Under Spanish law, rape must involve violence and intimidation. The la manada ruling provoked outrage and led to demonstrations across the country. The five men are out on bail pending an appeal against their nine-year sentence. Among them are a soldier and a member of the civil guard, both of whom have been returned to duty.
In her summing up for the prosecution, Elena Sarasate said: “The defendants want us to believe that on that night they met an 18-year-old girl, who after 20 minutes of conversation with people she didn’t know agreed to group sex involving every type of penetration, sometimes simultaneously, without using a condom.”
Proposing the law, Carmen Calvo Poyato, Spain’s deputy prime minister and equality minister, said: “If a woman does not expressly say yes, then everything else is no.”
Patricia Faraldo Cabana, a law professor at the university of A Coruña, who helped draft the law, said the proposal understood consent not just as something verbal but also tacit, as expressed in body language.

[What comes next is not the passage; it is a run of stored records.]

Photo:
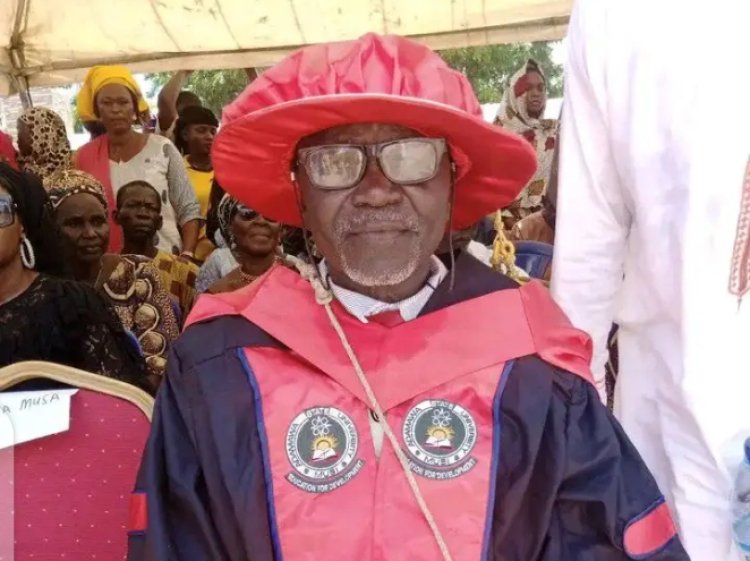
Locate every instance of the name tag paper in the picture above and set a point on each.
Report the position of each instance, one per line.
(26, 416)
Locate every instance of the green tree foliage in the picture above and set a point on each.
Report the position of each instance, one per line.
(215, 87)
(489, 68)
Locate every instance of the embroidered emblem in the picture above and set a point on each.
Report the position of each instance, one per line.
(322, 445)
(440, 436)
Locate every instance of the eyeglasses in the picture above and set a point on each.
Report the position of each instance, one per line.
(7, 212)
(341, 166)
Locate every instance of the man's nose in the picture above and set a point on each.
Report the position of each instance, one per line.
(375, 189)
(88, 230)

“It can still be rape even if the victim doesn’t resist,” she said. “If she is naked, actively taking part and enjoying herself, there is obviously consent. If she’s crying, inert like an inflatable doll and clearly not enjoying herself, then there isn’t.”
In a letter to a Spanish TV station, the la manada victim wrote: “Don’t keep quiet about it because if you do you’re letting them win. No one should have to go through this. No one should have to regret having a drink, talking to people at a fiesta, walking home alone or wearing a miniskirt.”
The law mirrors similar legislation that came into force in Sweden at the beginning of July.